Consultation with oncology led to a negative work-up for carcinomatosis, based in part of the patient’s age and the rapid progression of the mass. Due to the consistent decrease in size of the fat necrosis over time, malignancies were not considered as a potential diagnosis [6]. A literature review found one case of extensive retroperitoneal fat necrosis in a case of renal cell carcinoma [7].

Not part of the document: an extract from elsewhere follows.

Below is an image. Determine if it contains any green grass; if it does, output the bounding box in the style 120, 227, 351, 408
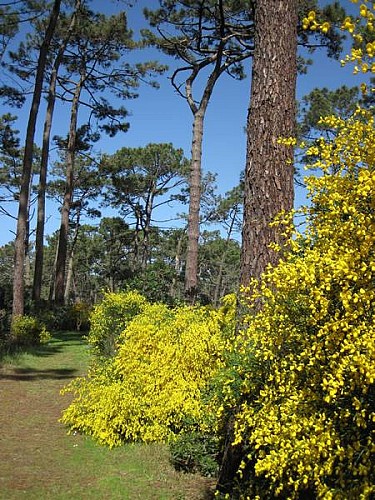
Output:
0, 332, 212, 500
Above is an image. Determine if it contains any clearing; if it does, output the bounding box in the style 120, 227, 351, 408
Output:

Sterile necrosis has been historically managed conservatively to prevent the introduction of an infectious agent into the body [5]. Retroperitoneal fat necrosis secondary to acute pancreatitis is currently not preventable; this case demonstrates a clinically favorable outcome with conservative management and monitoring with CECT.

Data Availability

No data were used to support this study.

Conflicts of Interest

The authors declare no conflicts of interest.

Acknowledgments

The authors acknowledge Emily Andreae, PhD, from the Marshfield Clinic Research Institute for manuscript editing assistance.